Jemma took a deep breath. Now it came down to herself and Elijah. Their marriage had been an embittering, desolate thing so far. But it had changed—and they had changed. The night could be one of joy.

And tenderness. She had learned in their years apart that while pleasure was desirable, tenderness was far more rare, and far more valuable.

She straightened her shoulders and opened the door to her bedchamber.

Elijah came awake all of a sudden. He always did. The slide into unconsciousness was like drifting into darkness. Generally when he woke after one of these spells, it was to find himself staring into the frightened face of someone who thought he was dead. That was a bracing sensation.

Then he would find his heart beating wildly in his chest, trying, one had to assume, to catch its rhythm again, keep itself going.

When he had fainted in front of the House of Lords, he had woken to find a shocked Lord Cumberland shaking him. The Duke of Villiers had actually slapped him on finding him in the library. Once he awoke in an armchair to find Fowle shouting in his ear. The butler had backed away, dull red rising in his cheeks.

But this was the worst.

Jemma’s face was utterly drained of color. Her fingers, wrapped around his wrists, were trembling.

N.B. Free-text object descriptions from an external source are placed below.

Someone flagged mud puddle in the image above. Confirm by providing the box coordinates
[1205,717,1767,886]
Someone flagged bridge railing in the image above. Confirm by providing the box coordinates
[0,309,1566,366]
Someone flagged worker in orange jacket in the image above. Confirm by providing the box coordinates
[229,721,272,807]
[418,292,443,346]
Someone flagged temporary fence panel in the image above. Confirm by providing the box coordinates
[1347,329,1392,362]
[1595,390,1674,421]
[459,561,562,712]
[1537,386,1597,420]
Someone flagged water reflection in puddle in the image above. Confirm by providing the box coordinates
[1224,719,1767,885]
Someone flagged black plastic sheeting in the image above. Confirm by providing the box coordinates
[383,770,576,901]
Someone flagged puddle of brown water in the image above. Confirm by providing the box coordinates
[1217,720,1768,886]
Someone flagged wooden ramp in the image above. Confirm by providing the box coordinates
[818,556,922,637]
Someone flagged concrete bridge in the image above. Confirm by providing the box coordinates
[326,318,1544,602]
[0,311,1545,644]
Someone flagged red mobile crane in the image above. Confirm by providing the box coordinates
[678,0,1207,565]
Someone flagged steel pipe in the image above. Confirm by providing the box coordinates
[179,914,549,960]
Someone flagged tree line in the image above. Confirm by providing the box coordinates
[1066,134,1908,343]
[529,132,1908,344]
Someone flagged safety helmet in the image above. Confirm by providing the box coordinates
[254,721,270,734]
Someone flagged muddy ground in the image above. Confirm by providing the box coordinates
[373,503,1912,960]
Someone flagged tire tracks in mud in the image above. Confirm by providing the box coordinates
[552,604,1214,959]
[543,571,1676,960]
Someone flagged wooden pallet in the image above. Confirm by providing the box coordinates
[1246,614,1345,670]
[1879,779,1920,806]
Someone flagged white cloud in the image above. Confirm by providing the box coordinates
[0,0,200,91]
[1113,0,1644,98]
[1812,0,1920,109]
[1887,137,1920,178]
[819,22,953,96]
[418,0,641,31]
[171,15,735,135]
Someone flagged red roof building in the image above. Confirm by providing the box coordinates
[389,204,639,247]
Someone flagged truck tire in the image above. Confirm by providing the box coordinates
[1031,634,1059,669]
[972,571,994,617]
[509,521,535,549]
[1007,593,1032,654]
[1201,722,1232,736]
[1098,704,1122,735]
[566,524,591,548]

“I’m so sorry,” he said, after a moment.

“Oh my God.” Her voice wobbled like a child’s.

“Please, tell me this is a bad dream.”

He managed a smile.

“It’s your heart,” she said. “Your heart…your heart is faltering, just as your father’s did.”

“I’m not dead, Jemma. I’m almost accustomed to these spells now. I could live for years like this, fainting occasionally.”

He lifted his hands, and her fingers fell from his wrists. She was kneeling by his chair, just where she must have thrown herself. Elijah put a hand on her hair and a small rose tumbled into his lap. Like the roses one throws into the grave at funerals, he thought with a wrenching twist of self-pity.

She still hadn’t moved. “Oh God, Elijah, this can’t be happening.”

“I didn’t know how to tell you.” Her hair was warm, thick and springy against his fingers.

“How long have you known?”

“Since I fainted in the House last year.”

“But—we—”

He wrapped a hand behind her neck and gently pulled her toward him. “Come.”

“Don’t exert yourself!” she cried, terrified.

“There’s no need to fear that. The attack is over.” He reached down and scooped her up, sitting back with his wife curled into his lap.

“I can’t believe it!” she said a moment later. “I won’t believe it. You’re so young and we were going to have children and grow old together.”

He put his cheek against her hair. “Life should not be measured by time. The only thing that counts is how one uses the time one has.”

“You knew before last year, before you summoned me home from Paris, didn’t you?” she asked suddenly. She was shivering in his arms as if a frigid wind were blowing through the room.